Carmike 10, Chapel Hills 15, Cinemark 16, Tinseltown
Damn you, Joss Whedon! Damn you and your honesty and integrity and unwillingness to succumb to Hollywood bull and ...
You have no idea what I'm talking about unless you're in the cult of the doomed TV series "Firefly." And I honestly have no clue whether Serenity will make any sense or hold any appeal to those who haven't worshipped those precious few 14 episodes.
I went into the film feeling as though the crew of the "Firefly"-class transport ship Serenity were people I know and love, and I left the theater so utterly shattered that I still can't think straight. I don't know what it would feel like to come fresh to Serenity. It's beyond the realm of my ability to be objective.
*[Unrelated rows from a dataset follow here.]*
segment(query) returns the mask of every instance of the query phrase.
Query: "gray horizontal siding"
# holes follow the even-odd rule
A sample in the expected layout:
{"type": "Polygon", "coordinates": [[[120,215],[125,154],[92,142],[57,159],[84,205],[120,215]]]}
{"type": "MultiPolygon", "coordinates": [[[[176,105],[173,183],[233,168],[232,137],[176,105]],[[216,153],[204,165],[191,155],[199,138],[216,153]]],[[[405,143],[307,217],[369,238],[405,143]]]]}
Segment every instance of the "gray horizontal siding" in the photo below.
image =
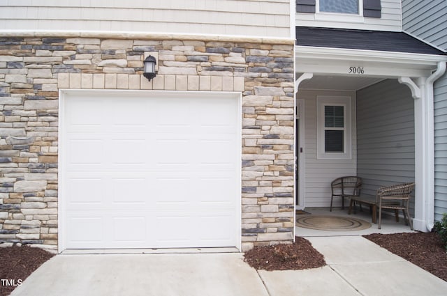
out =
{"type": "Polygon", "coordinates": [[[447,49],[447,1],[403,0],[404,31],[447,49]]]}
{"type": "Polygon", "coordinates": [[[363,178],[362,193],[375,195],[380,186],[414,181],[414,102],[409,88],[388,79],[356,96],[357,176],[363,178]]]}

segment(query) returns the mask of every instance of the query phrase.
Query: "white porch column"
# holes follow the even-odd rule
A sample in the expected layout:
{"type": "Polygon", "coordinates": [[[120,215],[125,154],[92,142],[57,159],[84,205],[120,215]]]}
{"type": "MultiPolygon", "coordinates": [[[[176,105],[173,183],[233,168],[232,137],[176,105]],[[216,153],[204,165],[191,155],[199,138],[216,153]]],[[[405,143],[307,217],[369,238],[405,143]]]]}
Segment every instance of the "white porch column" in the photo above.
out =
{"type": "Polygon", "coordinates": [[[425,225],[425,198],[427,198],[429,181],[427,164],[427,98],[425,98],[425,79],[419,78],[418,86],[420,89],[420,97],[414,99],[414,219],[413,227],[416,231],[427,231],[425,225]]]}
{"type": "Polygon", "coordinates": [[[429,123],[433,121],[433,97],[427,96],[427,78],[420,77],[415,83],[409,77],[400,77],[399,82],[406,85],[414,99],[414,218],[413,227],[416,231],[427,231],[427,198],[430,196],[430,184],[433,178],[431,164],[433,162],[433,130],[429,123]]]}

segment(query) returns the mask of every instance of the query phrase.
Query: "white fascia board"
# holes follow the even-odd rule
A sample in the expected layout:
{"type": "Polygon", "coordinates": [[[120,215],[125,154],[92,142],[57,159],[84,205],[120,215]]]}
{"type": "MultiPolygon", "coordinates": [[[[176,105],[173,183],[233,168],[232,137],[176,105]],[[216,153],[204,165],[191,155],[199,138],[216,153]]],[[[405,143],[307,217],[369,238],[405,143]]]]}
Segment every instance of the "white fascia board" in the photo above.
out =
{"type": "Polygon", "coordinates": [[[408,52],[393,52],[376,50],[352,49],[346,48],[295,47],[297,59],[331,59],[344,61],[365,61],[383,63],[408,63],[437,66],[438,62],[447,62],[447,56],[423,54],[408,52]]]}

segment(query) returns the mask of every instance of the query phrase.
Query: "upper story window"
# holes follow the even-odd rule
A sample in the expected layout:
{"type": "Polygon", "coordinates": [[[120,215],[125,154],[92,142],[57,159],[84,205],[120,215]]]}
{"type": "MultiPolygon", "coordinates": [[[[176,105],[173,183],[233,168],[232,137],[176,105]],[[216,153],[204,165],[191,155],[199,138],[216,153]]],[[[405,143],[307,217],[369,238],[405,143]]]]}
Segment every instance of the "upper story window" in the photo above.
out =
{"type": "Polygon", "coordinates": [[[297,13],[351,15],[351,17],[381,17],[380,0],[296,0],[297,13]]]}
{"type": "Polygon", "coordinates": [[[321,13],[358,14],[358,0],[319,0],[321,13]]]}

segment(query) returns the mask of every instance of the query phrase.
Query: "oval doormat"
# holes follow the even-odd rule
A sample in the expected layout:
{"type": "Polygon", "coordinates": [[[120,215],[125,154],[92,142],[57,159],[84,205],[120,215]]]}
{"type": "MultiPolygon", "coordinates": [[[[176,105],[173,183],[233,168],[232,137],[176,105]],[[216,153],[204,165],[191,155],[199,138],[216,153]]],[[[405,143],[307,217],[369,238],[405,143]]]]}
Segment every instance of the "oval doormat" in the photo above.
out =
{"type": "Polygon", "coordinates": [[[337,216],[303,216],[296,219],[296,226],[305,228],[330,231],[361,231],[371,224],[356,218],[337,216]]]}

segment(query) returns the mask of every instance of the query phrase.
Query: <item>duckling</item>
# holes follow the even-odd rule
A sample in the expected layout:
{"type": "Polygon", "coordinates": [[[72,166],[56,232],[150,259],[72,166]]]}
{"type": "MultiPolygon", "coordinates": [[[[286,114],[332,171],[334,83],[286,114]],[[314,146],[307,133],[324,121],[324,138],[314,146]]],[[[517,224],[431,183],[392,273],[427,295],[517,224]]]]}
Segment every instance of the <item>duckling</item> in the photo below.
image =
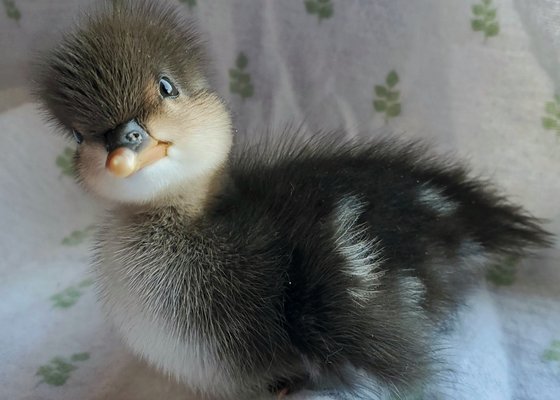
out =
{"type": "Polygon", "coordinates": [[[207,65],[175,8],[119,1],[37,75],[78,143],[79,182],[108,208],[93,268],[125,342],[208,398],[429,382],[435,337],[485,266],[549,234],[418,143],[233,146],[207,65]]]}

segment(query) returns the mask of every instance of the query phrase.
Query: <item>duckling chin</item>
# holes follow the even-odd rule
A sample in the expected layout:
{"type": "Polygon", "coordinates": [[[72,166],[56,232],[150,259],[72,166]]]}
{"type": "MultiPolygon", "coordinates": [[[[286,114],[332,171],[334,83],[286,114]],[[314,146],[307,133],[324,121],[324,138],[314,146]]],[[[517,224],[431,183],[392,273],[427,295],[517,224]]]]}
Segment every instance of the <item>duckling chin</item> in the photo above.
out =
{"type": "Polygon", "coordinates": [[[111,204],[103,306],[135,353],[201,394],[421,385],[435,332],[487,262],[548,244],[417,145],[318,135],[230,155],[205,69],[173,8],[120,1],[45,57],[37,90],[80,143],[80,182],[111,204]]]}

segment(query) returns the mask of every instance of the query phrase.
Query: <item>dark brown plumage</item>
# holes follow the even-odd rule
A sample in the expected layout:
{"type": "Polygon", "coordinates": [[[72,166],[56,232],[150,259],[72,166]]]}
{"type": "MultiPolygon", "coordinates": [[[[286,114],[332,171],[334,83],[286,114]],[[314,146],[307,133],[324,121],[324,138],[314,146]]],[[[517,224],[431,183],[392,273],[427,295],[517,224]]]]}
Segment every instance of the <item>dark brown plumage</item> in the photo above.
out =
{"type": "Polygon", "coordinates": [[[432,379],[434,337],[484,267],[548,233],[417,144],[285,132],[230,156],[189,26],[118,2],[38,75],[45,108],[83,140],[80,180],[110,204],[95,251],[109,317],[209,396],[330,383],[373,398],[432,379]],[[106,168],[119,146],[142,160],[144,141],[165,154],[126,178],[106,168]]]}

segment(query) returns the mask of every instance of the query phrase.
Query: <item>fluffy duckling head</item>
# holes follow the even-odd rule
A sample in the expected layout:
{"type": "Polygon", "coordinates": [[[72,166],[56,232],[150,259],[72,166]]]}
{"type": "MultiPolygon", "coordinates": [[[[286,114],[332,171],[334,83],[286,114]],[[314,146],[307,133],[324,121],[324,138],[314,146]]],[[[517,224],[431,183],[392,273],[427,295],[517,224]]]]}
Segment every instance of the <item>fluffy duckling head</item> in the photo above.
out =
{"type": "Polygon", "coordinates": [[[146,203],[189,190],[227,160],[231,120],[205,67],[199,37],[176,9],[119,1],[85,17],[44,57],[36,92],[79,143],[84,186],[146,203]]]}

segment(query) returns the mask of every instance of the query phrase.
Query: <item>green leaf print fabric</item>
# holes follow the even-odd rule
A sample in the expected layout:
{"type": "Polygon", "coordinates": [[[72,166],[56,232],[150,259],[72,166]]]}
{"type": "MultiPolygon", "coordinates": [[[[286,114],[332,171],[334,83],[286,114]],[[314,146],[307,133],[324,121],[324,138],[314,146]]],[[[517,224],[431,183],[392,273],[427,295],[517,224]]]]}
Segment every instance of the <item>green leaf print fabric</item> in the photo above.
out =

Because this is total-immersion science fiction.Creator/writer/ director Joss Whedon throws you in the deep end of the pool, and you either just can't deal with it and sink, or you're so thrilled to find something so smart and believable that you swim through it like it's an alternate aspect of your own reality.
And it's not like Whedon merely gives us a sweeping, complex vision of a human future, and then drops a conventional story in front of it. No, we are hip-deep in tapestries of political machinations and an English dialogue jammed with untranslated Chinese slang.
Our "hero" is Captain Malcolm Reynolds (Nathan Fillion, who could be a huge star if he wanted to be). He's a pirate and scoundrel who owns Serenity and uses it to generally misbehave, robbing from the rich and comfortable and tweaking the noses of the ruling Alliance whenever possible.
But Mal's no Hollywood hero. He does things --expeditious things, pragmatic things -- that are shocking. You might grudgingly acknowledge them as necessary in "real life," but they're rarely allowed to pass in the realm of escapist adventure that "Firefly" and Serenity fall into.
Whedon, however, has out-"Fireflyed" himself. As if he knew we feared he'd let himself be watered down, he went in the opposite direction and ramped up the unconventionality.
He has taken a series that was too uncompromising for TV and turned it into a movie that so defies expectations even religiously devoted fans -- who worship him precisely for his revolt against the predictable and the ordinary -- may find it too devastating.
When Very Bad Things happen here, those fans may find themselves at war, half-wishing that it'll all end up being a dream or a virtual reality, anything that allows these bad things not to be true, but knowing we'd hate Whedon for giving in like that.
And he doesn't. "Shun-sheng duh gao-wahn," as Mal might say in celebration and awe, he doesn't. The most stunning thing about Serenity may be that Whedon was allowed to make this film in this way.